Amara, played by Cailee Spaeny, is Pacific Rim’s version of the sassy, streetsmart girl/young woman archetype that’s being made hugely popular right now by the likes of Daisy Ridley, Chloe Moretz, Maisie Williams and Sadie Sink. It’s great to see an increase of such characters that young female viewers can identify with, and not feel like instruments in the journey of a male character. Talking about Uprising specifically, Spaeny’s character is all a fully capable of standing next to John Boyega and not just be vulnerable element he needs to protect and make him realise his humanity. Her being a few years younger than Rey from Star Wars, it’s not the same dynamic as Boyega had with Daisy Ridley, but it’s clearly a result of the same trend.    

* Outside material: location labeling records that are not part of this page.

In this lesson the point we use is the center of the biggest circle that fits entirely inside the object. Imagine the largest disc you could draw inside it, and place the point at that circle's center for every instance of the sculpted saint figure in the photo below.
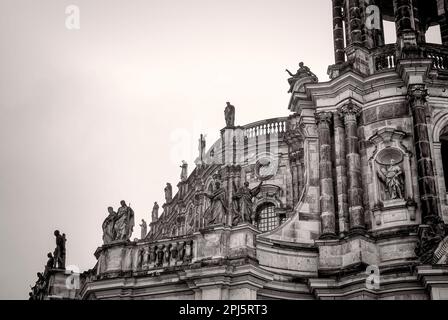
(168, 193)
(59, 251)
(243, 204)
(229, 114)
(155, 212)
(108, 226)
(184, 171)
(303, 72)
(144, 229)
(124, 222)
(50, 261)
(393, 179)
(217, 211)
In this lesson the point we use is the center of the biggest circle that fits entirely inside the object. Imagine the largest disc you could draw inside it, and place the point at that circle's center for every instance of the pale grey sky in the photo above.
(106, 113)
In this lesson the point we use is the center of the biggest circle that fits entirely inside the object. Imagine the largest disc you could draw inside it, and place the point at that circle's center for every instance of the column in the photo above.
(338, 32)
(350, 113)
(355, 22)
(323, 120)
(426, 179)
(341, 175)
(403, 16)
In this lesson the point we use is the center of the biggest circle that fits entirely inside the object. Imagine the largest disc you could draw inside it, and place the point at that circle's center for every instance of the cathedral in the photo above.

Amara Namani is part of a team of young cadets that carry a large part of the narrative and are integral to the fresher, younger approach of this movie. They effectively make themselves the stars of the story where the older generation fumbles to get a hold of the new situation; and through that plot development it’s really that more lighthearted side of the story that wins the day.

Monsters, Robots and Monster Robots

Back to the movie itself, which’ precursor was described by some critics as ‘a toddler mashing their toys togeter’ – something that still stands very firmly for the sequel. The action set-pieces, combat choreography and plot development are adorably straightforward and uncomplicated, without getting that Michael Bayesque tack of trying too hard to overwhelm the audience. It’s loud, brash and probably challenging the Marvel movies for racking up the most collateral damage in modern urban areas.

As for possible future movies in the franchise, it all depends on the background lore. The story of kaiju versus big giant robots is a little thin to base another two or three sequels on; the characters however definitely have potential to grow and develop through a continued timeline. If the producers want this franchise to turn into a long running success, they don’t have to do much work there. It’s all up to dig deeper into the history and universe of the kaiju origins and not be afraid to change up the formula a bit and take risks taking it in unexpected directions. Fortunately it already granted itself the liberty of creating fun and over the top nonsense; almost to a degree of “Robots versus Wrestlers” from How I Met Your Mother. There is no need to be afraid of making things too silly, we are way past that. And that’s not a bad thing, actually.